Data pipelines are used to transport and transform data to support data processing and analytics requirements. Traditionally the transportation of data between operational data platforms and analytic data platforms has been via batch data management processes. However, data-driven organizations are increasingly treating the steps involved in extracting, integrating, aggregating, preparing, transforming and loading data as a continual process, with data pipelines used to enable the flow of information through the organization, increasingly scheduled, automated and orchestrated by data engineers without the need for constant manual intervention. I assert that by 2024, 6 in ten organizations will adopt data engineering processes that span data integration, transformation and preparation, producing repeatable data pipelines that create more agile information architectures.

Ascend.io’s Data Automation Cloud is primarily targeted at data engineers and is designed to enable them to define dataflows using SQL, Scala, Python or Java. These dataflows are directed acyclic graphs that specify data source(s), Apache Spark-based transformations and outputs for the transformed data (such as a data warehouse, data lake or analytics tool).

Ascend Data Automation Cloud addresses five key areas of functionality: data ingestion, transformation, orchestration, observability and delivery.

  • For data ingestion, it offers connectivity to a variety of data sources, including data lakes, data warehouses, databases, application programming interfaces, event streaming and message queuing systems via a library of pre-built data connectors as well as the ability to create reusable custom code connectors using Python. The product also supports cross-cloud data replication with automated data detection, data profiling and data reformatting as well as incremental data propagation.
  • For data transformation, Ascend Data Automation Cloud features a visual data pipeline builder as well as a software development toolkit and the ability to design pipelines with simple, declarative definitions. The declarative approach supports business agility by abstracting the pipeline from the underlying resources. Any stage of a data pipeline can be treated as a query-able table, enabling ad hoc queries to be run against pipeline stages as part of the prototyping process.
  • Data orchestration capabilities include resource-aware pipeline orchestration, support for continuously running workloads and automated rollback and backfilling, while multi-DAG orchestration enables pipelines to be connected together with upstream changes automatically reflected in any dependent downstream pipelines.
  • Data observability is critical in monitoring the quality and reliability of dataflows used for analytics and governance projects.
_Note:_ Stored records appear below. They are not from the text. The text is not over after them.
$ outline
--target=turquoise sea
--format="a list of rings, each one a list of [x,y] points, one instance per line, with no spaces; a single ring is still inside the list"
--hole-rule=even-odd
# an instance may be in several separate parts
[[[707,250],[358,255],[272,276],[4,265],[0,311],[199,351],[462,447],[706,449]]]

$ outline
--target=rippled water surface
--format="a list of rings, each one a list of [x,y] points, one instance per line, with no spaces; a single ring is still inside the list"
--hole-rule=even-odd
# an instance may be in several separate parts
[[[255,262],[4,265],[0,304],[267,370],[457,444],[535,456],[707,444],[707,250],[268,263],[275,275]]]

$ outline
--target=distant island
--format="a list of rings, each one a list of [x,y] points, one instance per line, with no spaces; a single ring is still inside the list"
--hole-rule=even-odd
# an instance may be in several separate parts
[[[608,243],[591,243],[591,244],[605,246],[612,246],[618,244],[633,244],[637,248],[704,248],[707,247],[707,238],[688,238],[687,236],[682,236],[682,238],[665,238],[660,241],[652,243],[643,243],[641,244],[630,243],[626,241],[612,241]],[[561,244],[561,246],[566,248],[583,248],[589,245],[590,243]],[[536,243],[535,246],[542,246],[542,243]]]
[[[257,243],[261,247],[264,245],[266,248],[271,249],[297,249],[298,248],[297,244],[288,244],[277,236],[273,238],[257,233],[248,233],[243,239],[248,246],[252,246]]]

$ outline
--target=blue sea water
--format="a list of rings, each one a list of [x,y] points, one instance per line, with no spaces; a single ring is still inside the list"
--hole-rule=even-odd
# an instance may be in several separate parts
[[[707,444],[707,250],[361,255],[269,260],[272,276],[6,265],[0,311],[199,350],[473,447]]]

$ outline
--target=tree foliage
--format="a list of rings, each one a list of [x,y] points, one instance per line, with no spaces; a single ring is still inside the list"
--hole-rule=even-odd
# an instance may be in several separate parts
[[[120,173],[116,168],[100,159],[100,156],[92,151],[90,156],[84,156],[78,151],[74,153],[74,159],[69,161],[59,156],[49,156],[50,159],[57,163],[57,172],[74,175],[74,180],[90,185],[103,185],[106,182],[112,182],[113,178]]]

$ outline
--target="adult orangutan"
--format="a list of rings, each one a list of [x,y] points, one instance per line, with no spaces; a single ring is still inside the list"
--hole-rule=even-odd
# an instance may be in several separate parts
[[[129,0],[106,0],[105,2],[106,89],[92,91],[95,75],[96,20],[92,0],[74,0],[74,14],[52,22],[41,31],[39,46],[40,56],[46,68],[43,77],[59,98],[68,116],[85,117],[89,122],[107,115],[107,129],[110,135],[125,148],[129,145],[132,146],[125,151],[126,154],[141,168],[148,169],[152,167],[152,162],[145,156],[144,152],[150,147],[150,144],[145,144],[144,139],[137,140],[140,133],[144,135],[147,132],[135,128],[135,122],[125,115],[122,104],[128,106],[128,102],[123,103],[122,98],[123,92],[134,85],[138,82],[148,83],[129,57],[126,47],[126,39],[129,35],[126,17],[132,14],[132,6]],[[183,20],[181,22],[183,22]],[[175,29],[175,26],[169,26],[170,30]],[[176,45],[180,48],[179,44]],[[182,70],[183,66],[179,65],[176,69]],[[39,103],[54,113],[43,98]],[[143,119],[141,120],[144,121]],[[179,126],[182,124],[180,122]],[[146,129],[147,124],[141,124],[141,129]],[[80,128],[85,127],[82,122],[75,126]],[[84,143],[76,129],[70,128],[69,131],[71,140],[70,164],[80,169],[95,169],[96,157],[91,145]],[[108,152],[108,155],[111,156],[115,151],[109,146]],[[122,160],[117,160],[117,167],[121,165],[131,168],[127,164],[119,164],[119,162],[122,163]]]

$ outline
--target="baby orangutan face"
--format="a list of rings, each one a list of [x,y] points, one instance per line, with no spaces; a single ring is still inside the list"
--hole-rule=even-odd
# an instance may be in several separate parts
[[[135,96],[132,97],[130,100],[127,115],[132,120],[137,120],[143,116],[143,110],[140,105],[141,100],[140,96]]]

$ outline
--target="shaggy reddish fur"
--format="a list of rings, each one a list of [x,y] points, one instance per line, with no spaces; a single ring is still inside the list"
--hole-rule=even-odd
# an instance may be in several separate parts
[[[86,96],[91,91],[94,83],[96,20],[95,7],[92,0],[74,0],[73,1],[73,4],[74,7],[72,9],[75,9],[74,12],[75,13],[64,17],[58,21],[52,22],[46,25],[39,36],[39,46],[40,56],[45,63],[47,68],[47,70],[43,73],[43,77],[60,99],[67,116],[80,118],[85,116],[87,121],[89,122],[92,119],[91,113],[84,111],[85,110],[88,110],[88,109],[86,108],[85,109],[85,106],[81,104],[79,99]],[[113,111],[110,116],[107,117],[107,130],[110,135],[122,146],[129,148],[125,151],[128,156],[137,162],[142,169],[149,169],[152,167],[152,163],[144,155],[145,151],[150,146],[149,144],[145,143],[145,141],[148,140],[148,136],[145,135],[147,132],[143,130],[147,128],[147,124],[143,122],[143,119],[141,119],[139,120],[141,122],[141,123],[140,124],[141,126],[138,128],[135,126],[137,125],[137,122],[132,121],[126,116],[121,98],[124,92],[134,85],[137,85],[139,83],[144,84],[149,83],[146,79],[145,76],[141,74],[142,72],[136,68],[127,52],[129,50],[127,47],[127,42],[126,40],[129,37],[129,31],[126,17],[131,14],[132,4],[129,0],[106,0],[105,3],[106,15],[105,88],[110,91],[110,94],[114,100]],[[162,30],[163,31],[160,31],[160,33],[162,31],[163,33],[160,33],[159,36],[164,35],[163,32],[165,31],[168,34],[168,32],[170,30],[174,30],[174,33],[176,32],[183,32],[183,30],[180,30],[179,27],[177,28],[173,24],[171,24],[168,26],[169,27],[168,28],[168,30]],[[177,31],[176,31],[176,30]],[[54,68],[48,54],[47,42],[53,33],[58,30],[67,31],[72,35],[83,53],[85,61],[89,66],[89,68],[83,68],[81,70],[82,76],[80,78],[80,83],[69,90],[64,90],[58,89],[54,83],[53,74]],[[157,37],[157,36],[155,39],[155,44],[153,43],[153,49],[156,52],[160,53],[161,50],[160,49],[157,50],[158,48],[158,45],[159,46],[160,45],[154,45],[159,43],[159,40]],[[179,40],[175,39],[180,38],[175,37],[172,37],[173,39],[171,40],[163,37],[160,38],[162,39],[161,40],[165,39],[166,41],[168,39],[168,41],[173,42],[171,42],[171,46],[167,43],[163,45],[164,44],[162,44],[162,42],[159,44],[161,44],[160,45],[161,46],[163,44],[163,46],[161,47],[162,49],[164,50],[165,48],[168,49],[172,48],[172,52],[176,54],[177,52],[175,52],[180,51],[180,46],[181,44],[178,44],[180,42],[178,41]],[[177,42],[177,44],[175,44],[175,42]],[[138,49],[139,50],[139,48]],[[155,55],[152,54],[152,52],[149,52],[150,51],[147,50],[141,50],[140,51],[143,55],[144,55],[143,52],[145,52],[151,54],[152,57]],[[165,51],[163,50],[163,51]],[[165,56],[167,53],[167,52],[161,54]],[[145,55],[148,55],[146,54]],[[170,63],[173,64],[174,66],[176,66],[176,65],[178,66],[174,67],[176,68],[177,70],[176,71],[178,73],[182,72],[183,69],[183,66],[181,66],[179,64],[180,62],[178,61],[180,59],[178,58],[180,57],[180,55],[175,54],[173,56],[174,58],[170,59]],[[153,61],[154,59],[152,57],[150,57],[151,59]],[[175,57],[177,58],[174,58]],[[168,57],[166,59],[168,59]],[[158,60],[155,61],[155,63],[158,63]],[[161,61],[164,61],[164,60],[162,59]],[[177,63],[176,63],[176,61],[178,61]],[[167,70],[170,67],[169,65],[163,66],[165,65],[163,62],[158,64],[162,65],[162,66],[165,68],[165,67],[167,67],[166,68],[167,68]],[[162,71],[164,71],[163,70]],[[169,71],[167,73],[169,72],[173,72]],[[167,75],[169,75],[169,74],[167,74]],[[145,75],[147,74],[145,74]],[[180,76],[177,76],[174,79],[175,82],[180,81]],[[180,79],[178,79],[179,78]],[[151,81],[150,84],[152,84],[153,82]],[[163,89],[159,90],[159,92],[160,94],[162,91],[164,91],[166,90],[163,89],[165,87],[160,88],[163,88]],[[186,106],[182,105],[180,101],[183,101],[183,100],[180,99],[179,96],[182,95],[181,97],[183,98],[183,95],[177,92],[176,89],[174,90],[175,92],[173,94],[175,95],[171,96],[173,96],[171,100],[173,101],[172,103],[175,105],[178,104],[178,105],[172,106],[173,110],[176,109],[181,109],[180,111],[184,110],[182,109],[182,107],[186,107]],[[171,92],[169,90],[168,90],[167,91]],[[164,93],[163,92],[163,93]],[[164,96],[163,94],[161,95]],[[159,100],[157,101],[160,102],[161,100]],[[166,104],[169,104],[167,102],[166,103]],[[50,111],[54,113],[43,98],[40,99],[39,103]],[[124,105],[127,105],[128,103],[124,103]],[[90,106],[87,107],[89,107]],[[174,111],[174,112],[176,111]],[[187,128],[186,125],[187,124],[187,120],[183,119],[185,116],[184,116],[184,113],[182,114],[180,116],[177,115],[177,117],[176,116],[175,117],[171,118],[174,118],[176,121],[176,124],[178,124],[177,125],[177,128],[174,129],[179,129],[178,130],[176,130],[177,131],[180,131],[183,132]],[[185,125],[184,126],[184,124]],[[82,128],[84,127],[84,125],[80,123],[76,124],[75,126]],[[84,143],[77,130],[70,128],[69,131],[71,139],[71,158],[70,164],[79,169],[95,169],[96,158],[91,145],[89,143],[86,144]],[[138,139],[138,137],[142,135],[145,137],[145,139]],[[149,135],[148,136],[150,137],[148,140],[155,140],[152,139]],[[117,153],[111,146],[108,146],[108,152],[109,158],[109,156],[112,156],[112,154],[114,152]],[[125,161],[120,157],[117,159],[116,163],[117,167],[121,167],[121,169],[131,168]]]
Ascend.io provides real-time pipeline visibility and alerting, along with lineage tracking and change detection, and automated lineage tracing.
  • For data delivery, Ascend.io’s Data Automation Cloud provides connectors for Jupyter and Zeppelin notebooks as well as support for business intelligence and visualization tools, along with replicated delivery of data to multiple data platforms to support numerous applications.

Ascend.io has a relatively low profile and could expand on nascent attempts to articulate the broader value of Ascend Data Automation Cloud to improve agility and accelerate the delivery of business value for data-driven organizations and departments. While automation is a key aspect of the offering, there may be the potential to add further value using machine learning. The company has, however, assembled a broad and deep portfolio of capabilities to address the requirements data engineers have in relation to managing and automating data pipelines, and I recommend that organizations evaluate Ascend.io and the Ascend Data Automation Cloud when exploring opportunities to improve data agility through automation and orchestration.